Sex differences in the structural connectome of the human brain.

Bibliographic Collection: 
Publication Type: Journal Article
Authors: Ingalhalikar, Madhura; Smith, Alex; Parker, Drew; Satterthwaite, Theodore D; Elliott, Mark A; Ruparel, Kosha; Hakonarson, Hakon; Gur, Raquel E; Gur, Ruben C; Verma, Ragini
Year of Publication: 2014
Journal: Proc Natl Acad Sci U S A
Volume: 111
Issue: 2
Pagination: 823-8
Date Published: 2014 Jan 14
Publication Language: eng
ISSN: 1091-6490
Keywords: Adolescent, Brain, Child, Connectome, Diffusion tensor imaging, Female, Humans, Linear Models, Male, Sex Characteristics, Young Adult

Sex differences in human behavior show adaptive complementarity: Males have better motor and spatial abilities, whereas females have superior memory and social cognition skills.

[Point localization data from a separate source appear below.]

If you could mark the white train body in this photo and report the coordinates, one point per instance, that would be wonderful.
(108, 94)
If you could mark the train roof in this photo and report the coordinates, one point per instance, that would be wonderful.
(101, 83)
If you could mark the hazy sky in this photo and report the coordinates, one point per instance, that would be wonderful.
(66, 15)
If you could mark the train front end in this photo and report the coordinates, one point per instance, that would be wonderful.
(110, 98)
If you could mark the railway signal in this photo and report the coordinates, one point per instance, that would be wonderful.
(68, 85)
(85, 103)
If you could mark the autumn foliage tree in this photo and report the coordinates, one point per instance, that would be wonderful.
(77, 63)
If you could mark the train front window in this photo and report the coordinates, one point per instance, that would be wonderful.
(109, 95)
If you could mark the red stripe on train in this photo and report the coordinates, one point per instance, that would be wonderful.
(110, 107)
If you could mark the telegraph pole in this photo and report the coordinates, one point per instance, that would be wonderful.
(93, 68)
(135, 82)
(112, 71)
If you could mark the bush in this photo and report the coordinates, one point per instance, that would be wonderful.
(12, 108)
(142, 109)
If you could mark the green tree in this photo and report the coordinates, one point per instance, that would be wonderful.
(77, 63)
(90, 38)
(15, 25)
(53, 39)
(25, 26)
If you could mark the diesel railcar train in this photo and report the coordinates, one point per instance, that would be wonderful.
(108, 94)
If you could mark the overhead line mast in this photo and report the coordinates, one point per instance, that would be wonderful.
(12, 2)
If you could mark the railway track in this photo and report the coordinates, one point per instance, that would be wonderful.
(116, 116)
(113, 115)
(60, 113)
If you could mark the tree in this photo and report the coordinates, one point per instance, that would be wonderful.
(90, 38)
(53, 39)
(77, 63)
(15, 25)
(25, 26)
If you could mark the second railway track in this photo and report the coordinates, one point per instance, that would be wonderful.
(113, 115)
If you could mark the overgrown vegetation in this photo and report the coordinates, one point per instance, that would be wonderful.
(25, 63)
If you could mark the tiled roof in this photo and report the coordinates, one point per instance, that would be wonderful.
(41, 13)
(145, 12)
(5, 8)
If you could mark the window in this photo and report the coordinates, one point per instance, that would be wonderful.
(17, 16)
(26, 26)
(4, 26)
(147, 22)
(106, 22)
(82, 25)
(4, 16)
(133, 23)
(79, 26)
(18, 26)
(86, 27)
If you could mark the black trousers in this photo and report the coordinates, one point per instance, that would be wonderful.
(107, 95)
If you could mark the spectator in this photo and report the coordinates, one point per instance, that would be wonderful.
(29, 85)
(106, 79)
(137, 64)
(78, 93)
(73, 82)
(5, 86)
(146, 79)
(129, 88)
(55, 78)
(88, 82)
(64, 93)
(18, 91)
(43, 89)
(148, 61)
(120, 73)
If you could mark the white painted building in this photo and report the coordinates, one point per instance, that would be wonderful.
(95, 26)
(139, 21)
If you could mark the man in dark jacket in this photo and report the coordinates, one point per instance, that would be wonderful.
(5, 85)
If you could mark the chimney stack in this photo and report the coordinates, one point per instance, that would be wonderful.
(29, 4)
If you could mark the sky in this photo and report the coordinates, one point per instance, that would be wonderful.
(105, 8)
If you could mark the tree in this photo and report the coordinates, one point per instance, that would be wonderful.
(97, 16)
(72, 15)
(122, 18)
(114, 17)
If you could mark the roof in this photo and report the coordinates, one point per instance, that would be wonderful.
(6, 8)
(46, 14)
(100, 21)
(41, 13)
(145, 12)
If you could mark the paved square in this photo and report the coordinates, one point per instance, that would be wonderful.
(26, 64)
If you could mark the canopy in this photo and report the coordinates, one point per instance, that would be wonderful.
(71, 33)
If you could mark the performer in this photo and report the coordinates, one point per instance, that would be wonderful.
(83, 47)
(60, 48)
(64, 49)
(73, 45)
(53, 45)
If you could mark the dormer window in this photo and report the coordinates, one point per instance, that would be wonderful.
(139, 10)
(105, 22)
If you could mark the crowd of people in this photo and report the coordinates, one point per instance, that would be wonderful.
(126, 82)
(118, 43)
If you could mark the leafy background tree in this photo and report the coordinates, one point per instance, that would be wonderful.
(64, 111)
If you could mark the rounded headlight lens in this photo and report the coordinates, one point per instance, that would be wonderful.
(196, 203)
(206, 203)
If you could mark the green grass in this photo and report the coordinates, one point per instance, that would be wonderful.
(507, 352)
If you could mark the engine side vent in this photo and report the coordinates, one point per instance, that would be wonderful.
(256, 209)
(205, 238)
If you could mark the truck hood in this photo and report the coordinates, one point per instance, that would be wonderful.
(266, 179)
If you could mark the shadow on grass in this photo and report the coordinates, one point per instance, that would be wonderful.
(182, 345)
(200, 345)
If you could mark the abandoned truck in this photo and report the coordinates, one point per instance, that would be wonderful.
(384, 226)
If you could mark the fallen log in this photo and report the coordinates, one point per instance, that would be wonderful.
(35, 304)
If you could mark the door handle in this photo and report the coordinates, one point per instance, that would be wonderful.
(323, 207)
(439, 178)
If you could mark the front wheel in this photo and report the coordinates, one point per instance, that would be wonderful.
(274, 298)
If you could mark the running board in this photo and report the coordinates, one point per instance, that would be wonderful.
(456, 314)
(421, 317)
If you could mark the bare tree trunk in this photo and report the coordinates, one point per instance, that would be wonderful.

Studies also show sex differences in human brains but do not explain this complementarity. In this work, we modeled the structural connectome using diffusion tensor imaging in a sample of 949 youths (aged 8-22 y, 428 males and 521 females) and discovered unique sex differences in brain connectivity during the course of development. Connection-wise statistical analysis, as well as analysis of regional and global network measures, presented a comprehensive description of network characteristics. In all supratentorial regions, males had greater within-hemispheric connectivity, as well as enhanced modularity and transitivity, whereas between-hemispheric connectivity and cross-module participation predominated in females. However, this effect was reversed in the cerebellar connections. Analysis of these changes developmentally demonstrated differences in trajectory between males and females mainly in adolescence and in adulthood. Overall, the results suggest that male brains are structured to facilitate connectivity between perception and coordinated action, whereas female brains are designed to facilitate communication between analytical and intuitive processing modes.

DOI: 10.1073/pnas.1316909110
Alternate Journal: Proc. Natl. Acad. Sci. U.S.A.